Cousteau is following in the fins of his grandfather - famed Jacques Cousteau, an underwater pioneer who explored and brought back images from the deep to television sets.

The elder Cousteau won an Academy Award in 1963 for his underwater documentary "World Without Sun."

He dreamed of society living in underwater villages, even going as far as spending 30 days in one he created.

"We know so little about the ocean. We've explored less than 5 percent to date," said Fabien Cousteau.

To bring the attention to the sea, Fabien Cousteau has revived his grandfather's vision of life under the sea.

CBS News interviewed Cousteau hours before he made his plunge June 1 in an expedition he calls "Mission 31."

"If we don't spark the interest of our upcoming generations in terms of ocean exploration, we are faced with some of the most dire consequences that human beings have ever faced," he said.

There is also the risk he is putting himself in. One wrong move could be deadly.

The team spent two weeks training for every plausible disaster.

In a drill, he flooded his mask. He must remain calm while holding his breath and clearing the water out. In an emergency like this, most people would simply shoot for the surface. Down there, it's the worst thing you can do.

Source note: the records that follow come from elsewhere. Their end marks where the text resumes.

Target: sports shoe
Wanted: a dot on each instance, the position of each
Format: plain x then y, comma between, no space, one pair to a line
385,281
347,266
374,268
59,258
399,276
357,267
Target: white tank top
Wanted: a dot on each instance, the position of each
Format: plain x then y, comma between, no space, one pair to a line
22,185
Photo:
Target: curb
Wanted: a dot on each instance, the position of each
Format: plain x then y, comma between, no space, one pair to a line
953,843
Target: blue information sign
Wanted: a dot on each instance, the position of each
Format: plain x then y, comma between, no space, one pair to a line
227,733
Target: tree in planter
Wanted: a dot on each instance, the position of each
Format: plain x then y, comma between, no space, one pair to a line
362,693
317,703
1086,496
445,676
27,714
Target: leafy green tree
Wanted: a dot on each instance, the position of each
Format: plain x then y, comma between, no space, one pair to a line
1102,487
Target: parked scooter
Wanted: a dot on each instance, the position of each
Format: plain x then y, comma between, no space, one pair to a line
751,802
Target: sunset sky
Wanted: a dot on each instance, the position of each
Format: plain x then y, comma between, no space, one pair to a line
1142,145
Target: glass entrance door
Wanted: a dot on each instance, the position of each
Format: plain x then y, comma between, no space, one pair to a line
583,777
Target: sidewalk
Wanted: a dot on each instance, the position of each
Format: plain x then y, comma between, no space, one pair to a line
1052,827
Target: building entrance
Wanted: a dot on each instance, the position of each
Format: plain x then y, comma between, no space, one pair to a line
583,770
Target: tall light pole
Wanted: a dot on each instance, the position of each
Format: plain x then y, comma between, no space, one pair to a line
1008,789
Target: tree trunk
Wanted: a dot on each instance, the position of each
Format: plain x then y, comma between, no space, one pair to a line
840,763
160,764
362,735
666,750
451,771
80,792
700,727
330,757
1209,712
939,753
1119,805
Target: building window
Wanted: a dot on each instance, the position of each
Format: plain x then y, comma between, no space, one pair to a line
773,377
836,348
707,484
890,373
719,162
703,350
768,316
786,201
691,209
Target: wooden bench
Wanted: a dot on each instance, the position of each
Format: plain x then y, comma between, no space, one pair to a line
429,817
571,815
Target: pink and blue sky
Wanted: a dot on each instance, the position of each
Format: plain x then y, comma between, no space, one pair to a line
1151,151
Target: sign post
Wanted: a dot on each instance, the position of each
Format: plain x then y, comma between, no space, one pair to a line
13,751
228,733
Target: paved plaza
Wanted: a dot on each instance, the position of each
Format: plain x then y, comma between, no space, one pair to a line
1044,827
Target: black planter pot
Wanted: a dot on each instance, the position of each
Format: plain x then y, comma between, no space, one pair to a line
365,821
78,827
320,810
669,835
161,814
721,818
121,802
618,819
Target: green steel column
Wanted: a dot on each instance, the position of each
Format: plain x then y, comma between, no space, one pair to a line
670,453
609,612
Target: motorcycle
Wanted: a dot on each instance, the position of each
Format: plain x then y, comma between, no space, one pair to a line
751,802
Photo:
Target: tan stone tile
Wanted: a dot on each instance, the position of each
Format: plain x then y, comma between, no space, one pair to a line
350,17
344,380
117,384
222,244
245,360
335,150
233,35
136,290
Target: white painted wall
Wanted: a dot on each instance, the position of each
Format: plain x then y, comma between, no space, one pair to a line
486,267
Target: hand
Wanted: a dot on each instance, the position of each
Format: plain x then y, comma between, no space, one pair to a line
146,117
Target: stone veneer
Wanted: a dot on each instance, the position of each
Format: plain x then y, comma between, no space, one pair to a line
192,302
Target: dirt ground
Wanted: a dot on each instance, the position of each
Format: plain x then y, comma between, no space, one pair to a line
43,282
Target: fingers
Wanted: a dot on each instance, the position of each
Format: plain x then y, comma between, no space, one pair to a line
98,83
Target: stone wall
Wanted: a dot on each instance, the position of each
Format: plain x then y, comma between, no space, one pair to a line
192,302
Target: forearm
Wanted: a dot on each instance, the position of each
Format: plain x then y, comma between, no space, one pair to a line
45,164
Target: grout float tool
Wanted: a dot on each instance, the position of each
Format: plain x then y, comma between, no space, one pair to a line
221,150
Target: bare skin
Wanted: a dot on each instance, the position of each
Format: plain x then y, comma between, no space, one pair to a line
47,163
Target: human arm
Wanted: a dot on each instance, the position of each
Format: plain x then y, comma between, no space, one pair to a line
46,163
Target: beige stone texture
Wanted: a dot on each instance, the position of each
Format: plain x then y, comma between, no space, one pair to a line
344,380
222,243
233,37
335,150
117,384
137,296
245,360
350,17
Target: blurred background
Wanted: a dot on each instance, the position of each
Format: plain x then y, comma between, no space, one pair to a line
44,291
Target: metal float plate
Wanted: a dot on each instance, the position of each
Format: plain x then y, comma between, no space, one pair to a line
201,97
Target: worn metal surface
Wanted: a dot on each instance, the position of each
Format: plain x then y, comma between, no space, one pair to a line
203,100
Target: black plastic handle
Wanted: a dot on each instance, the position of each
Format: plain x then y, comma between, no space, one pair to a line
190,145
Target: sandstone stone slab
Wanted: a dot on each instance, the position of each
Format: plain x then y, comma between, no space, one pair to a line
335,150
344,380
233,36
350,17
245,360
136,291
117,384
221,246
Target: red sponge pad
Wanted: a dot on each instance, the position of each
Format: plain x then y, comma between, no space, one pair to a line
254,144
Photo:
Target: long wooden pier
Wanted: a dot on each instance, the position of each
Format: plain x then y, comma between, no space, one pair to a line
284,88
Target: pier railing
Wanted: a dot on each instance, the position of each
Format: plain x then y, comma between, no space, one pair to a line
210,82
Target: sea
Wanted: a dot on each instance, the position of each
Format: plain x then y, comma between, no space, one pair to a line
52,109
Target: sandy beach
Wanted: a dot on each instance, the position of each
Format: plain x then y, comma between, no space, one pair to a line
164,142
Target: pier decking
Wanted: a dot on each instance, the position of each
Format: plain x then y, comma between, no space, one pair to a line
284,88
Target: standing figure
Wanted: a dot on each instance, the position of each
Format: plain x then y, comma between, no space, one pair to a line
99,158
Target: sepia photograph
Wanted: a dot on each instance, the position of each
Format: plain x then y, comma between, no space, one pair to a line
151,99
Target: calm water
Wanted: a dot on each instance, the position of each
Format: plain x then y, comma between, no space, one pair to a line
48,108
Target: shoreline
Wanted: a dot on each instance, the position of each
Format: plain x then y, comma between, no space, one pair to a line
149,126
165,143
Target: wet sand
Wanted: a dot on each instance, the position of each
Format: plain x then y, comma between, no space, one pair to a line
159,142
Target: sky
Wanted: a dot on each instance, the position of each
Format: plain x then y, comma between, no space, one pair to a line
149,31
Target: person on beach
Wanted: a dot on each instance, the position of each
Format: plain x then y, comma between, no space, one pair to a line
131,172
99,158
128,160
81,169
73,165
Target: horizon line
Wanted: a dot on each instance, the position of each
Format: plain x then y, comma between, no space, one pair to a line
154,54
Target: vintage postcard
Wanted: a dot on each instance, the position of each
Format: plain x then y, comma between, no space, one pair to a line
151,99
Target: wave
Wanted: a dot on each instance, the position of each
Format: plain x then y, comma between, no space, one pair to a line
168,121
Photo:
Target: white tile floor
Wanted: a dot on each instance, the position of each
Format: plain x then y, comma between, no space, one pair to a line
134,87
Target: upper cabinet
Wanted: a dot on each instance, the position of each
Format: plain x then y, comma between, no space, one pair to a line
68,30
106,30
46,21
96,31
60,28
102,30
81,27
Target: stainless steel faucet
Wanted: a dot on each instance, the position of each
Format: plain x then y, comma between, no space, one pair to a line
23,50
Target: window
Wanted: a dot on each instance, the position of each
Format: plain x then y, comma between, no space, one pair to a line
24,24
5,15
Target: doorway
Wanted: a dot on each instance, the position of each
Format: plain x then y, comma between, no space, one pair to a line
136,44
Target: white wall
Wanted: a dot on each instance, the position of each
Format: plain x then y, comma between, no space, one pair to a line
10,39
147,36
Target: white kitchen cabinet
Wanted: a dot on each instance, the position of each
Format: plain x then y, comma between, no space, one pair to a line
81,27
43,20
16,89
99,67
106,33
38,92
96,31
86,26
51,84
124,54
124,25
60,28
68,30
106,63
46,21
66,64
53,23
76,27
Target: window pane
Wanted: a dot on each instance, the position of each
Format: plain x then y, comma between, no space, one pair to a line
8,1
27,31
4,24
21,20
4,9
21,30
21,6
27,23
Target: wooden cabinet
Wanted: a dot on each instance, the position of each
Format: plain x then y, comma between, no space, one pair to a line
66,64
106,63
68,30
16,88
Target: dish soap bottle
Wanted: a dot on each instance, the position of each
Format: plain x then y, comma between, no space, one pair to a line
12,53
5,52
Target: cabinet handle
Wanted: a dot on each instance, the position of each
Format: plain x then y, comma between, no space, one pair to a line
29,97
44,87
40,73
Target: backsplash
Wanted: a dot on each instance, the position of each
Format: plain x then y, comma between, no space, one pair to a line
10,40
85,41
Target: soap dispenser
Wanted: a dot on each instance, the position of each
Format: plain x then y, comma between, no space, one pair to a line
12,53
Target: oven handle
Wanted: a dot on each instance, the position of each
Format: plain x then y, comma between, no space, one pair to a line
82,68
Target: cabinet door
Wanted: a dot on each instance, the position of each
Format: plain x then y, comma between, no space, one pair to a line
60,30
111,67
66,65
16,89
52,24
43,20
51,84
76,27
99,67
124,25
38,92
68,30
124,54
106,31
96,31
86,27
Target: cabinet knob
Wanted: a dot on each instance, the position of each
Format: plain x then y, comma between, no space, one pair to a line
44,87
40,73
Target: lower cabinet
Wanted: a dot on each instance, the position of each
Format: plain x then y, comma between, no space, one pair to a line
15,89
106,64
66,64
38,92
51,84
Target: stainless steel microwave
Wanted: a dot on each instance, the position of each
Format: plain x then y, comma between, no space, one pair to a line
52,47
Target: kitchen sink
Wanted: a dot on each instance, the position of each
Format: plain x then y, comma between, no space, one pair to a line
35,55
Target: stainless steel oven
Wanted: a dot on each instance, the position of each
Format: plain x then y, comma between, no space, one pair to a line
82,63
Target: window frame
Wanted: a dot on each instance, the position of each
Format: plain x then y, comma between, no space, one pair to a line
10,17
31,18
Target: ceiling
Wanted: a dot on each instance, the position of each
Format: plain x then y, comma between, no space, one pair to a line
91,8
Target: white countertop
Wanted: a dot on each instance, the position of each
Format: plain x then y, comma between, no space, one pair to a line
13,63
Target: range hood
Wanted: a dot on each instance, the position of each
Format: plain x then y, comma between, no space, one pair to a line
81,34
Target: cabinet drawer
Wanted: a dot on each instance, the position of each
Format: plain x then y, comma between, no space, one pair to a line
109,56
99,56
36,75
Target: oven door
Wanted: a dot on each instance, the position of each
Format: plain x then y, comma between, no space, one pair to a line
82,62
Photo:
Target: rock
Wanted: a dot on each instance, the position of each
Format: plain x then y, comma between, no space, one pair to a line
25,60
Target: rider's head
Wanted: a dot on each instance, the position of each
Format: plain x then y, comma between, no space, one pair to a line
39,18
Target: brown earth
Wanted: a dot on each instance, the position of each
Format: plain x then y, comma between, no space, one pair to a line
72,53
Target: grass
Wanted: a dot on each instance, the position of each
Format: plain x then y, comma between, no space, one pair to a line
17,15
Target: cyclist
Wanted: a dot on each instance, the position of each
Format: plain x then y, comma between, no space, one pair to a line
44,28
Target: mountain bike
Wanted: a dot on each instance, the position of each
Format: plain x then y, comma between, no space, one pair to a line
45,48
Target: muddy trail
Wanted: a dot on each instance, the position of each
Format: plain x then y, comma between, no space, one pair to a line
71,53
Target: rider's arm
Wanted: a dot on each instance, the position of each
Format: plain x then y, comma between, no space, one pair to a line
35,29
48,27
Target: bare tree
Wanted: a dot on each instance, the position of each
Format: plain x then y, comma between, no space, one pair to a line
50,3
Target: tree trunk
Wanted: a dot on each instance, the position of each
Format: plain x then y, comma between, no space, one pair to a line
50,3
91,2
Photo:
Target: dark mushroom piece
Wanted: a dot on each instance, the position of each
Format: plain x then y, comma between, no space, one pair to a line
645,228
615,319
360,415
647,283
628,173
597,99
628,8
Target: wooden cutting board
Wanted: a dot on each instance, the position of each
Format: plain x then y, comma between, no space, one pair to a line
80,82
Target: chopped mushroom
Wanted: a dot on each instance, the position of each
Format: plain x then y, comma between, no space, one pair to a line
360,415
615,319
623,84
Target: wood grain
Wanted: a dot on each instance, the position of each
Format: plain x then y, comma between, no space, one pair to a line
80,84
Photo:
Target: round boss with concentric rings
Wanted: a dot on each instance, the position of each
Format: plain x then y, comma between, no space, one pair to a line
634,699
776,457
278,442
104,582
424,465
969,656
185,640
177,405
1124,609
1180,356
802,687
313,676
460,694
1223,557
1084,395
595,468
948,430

"We are not allowed to go back up to the surface," Cousteau said. "Well, quite simply there's problems with embolisms. Quite literally things as bad as possible paralysis and death."

Instead, it takes 18 hours to surface. That's the time it takes to slowly let a buildup of gases trapped in your body safely escape.

But Cousteau is not in any hurry to leave. His team of scientists are spending their days carrying out extensive experiments.

He plans to come out July 2. If he does, he will have spent 31 days below the surface, one day longer than his grandfather.

"It was never impressed on us to follow in the family tradition. But once you get immersed in the ocean world it's impossible to turn your back on its beauty and its majesty," he said.